Von Adrian Dittrich - Die EU hat ein fatales Image-Problem: Sie wird als zu bürokratisch wahrgenommen und genießt erschütternd wenig Vertrauen. Der 18-jährige Adrian Dittrich erklärt, was sich ändern muss. Sein Kommentar ist auch als Podcast zu hören.
Bild: Kay Nietfeld/dpa (Collage)
Es ist ein einzigartiges Projekt, welches seit Jahrzehnten den europäischen Frieden stabilisiert, wirtschaftliches Wachstum durch einen riesigen Binnenmarkt fördert und Europa ein Stückchen näher zusammenrücken lässt: Die Europäische Union.
Erst im Urlaub merken wir so richtig, was es bedeutet, Europäer zu sein: Das Schengener Abkommen ermöglicht uns ungehinderte Reisefreiheit in unsere Nachbarländer, mit dem Euro können wir bezahlen, ohne zunächst eine Wechselstube aufsuchen zu müssen, und vor allem südeuropäische Regionen sind mit EU-Fördermitteln infrastrukturell deutlich aufgewertet worden. Über die Jahre ist die EU so auf stolze 28 Mitgliedstaaten angewachsen. Doch in den letzten Jahren wird der europäische Gedanke immer mehr hinterfragt. Die Briten sprachen sich sogar – wenn auch knapp – für einen Austritt aus und auch in anderen Ländern wächst die Zustimmung für rechte Parteien, die deutlich europakritisch orientiert sind. Die Zukunft scheint nach der Europawahl wieder etwas ungewiss, dabei ist die Europäische Union in ihrer jetzigen Form unverzichtbar!
Das zentrale Problem der EU ist das erschütternd geringe Ansehen und Vertrauen. In fast der Hälfte der Mitgliedsstaaten überwog in offiziellen Befragungen das Misstrauen in die europäische Politik. Und leider ist das Problem hausgemacht: Zum einen wirkt die EU viel zu bürokratisch, was unter anderem damit zusammenhängt, dass der Normalbürger vor allem mit Verordnungen in Kontakt kommt (wir erinnern uns an die Datenschutz-Grundverordnung), die trotz ihrer Berechtigung oft eher als lästig empfunden werden. Zum anderen hat es die EU in näherer Vergangenheit nicht geschafft, in bedeutenden Grundsatzfragen eine gemeinsame Position zu finden. Die Flüchtlingsfrage, der Klimaschutz oder auch kürzlich die Digitalsteuer ließen sich nicht europaweit regeln und selbst Kompromisse gestalten sich oft schwierig.

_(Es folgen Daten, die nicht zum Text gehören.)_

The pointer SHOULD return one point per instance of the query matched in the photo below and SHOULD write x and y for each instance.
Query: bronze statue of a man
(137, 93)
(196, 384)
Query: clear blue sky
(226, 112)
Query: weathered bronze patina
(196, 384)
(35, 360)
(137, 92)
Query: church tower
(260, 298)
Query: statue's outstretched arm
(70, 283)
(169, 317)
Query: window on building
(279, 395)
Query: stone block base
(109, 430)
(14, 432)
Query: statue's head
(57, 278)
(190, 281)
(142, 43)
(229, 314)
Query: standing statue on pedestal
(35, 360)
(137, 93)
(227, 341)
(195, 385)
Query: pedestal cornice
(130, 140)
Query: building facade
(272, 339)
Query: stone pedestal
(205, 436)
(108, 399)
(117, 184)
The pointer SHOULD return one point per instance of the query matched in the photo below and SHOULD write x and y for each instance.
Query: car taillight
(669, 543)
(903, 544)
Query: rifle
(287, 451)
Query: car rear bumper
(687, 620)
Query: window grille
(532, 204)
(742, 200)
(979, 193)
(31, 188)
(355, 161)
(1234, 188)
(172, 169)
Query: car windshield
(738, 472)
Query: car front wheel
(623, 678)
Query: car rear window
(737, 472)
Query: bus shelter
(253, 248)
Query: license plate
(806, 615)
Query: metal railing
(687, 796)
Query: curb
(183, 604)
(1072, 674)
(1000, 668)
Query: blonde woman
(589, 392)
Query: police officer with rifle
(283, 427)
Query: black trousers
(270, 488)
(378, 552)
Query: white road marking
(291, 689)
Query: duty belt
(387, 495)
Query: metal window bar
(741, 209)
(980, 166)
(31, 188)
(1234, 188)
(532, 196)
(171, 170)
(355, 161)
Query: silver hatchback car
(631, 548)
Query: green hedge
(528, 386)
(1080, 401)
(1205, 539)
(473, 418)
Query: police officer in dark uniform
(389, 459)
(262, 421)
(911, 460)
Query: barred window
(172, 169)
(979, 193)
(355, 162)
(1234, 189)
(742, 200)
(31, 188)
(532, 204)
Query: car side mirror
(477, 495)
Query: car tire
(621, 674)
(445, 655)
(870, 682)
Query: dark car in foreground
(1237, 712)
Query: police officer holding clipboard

Was fehlt, ist eine klare Verteilung der Zuständigkeiten zwischen der EU und den souveränen Einzelstaaten sowie zwischen den europäischen Organen selbst, die für mehr Transparenz und Wirkung der europäischen Politikprozesse sorgt. So frage ich mich, was ich mit meiner Wählerstimme ausrichten konnte, zumal ich mit Bedauern feststellen musste, dass die Ergebnisse vorwiegend in Hinblick auf die nationale Ebene gedeutet wurden. Die Sitzverteilung der politischen Grundrichtungen und eine daraus resultierende Ausrichtung der Europäischen Union in den nächsten Jahren wurden im Vergleich zu dem Stimmverlust der deutschen Volksparteien nur kaum thematisiert. Ohnehin ist die europäische Politik sehr viel mehr abhängig von Räten aus den Regierungschefs oder Außenministern als vom direkt über die Wahl legitimierten EU-Parlament, was gemeinsame Entscheidungen nicht erleichtert. Unter anderem in der gemeinsamen Außenpolitik macht es das Einstimmigkeitsprinzip aus den Anfangsjahren der EU mit sechs Mitgliedern heutzutage nahezu unmöglich einen Konsens mit allen 28 Mitgliedern zu finden.
Bevor also über das zurecht umstrittene Konzept eines europäischen Bundesstaates oder Vorstufen wie eine europäische Armee oder einen gemeinsamen Finanzminister gesprochen wird, braucht Europa eine neue Struktur, die den aktuellen Anforderungen gewachsen ist. Europakritik wird am effektivsten entschärft, wenn die EU weniger als Behörde wahrgenommen wird, die sich über nationale Interessen stellt, sondern die Errungenschaften der vergangenen Jahrzehnte und Vorteile für die Zukunft wieder deutlich erkennbar werden. Denn so viel ist für mich klar: Zur Lösung der großen Fragen einer zunehmend globalisierten Welt ist die Europäische Union schon genau der richtige Ansatz.